El representante señaló que el tema no solo involucra recursos económicos, sino también asuntos relacionados con infraestructura, particularmente pendientes asociados al estacionamiento vinculado a la zona arqueológica.
“Estamos viendo si por conducto de ella nos puede apoyar para finiquitar esto y ver el tema del estacionamiento”, expresó durante su participación.

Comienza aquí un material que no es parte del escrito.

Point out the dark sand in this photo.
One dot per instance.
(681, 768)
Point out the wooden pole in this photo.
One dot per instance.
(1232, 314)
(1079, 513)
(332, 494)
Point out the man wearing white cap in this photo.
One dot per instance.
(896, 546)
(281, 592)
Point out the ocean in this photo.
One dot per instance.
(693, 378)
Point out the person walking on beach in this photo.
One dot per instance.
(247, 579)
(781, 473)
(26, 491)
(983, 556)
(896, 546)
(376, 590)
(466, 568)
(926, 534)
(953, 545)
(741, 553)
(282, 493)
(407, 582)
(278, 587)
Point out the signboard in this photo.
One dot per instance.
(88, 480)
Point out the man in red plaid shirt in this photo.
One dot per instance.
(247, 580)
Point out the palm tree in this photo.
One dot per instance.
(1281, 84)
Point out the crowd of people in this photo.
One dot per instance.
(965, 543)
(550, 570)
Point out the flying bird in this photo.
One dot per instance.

Señalan pagos y temas pendientes
De acuerdo con Cano Gómez, todavía existe una parte de la indemnización pendiente y cuyo proceso, según explicó, continúa en revisión con distintas autoridades.
“Todavía nos hace falta el 20% porque están en los estudios con las autoridades pertinentes para eso”, comentó, además de señalar que recientemente sostuvo reuniones relacionadas con el proceso.
También indicó que el tema del estacionamiento presenta avances parciales y que aún existen acuerdos y etapas pendientes por definir.
El señalamiento ocurre luego del convenio de ocupación previa firmado en enero de 2025 entre el Instituto Nacional de Antropología e Historia (INAH) y autoridades ejidales de Bacalar, acuerdo atestiguado por la gobernadora Mara Lezama y que permitió la apertura pública de Ichkabal tras más de dos décadas de gestiones.

Dicho convenio inició el proceso de expropiación de 113.78 hectáreas pertenecientes al Ejido Bacalar, superficie correspondiente al área núcleo de la zona arqueológica y considerada estratégica para el desarrollo, investigación y conservación del sitio.
En aquel momento, autoridades estatales y federales señalaron que la apertura de Ichkabal impulsaría el turismo y la llamada prosperidad compartida en el sur de Quintana Roo, además de fortalecer el circuito arqueológico asociado al Tren Maya.
Hasta el momento, ni el INAH ni autoridades estatales habían emitido una postura pública reciente sobre los señalamientos realizados por el comisariado ejidal respecto a pagos y temas pendientes vinculados al proyecto.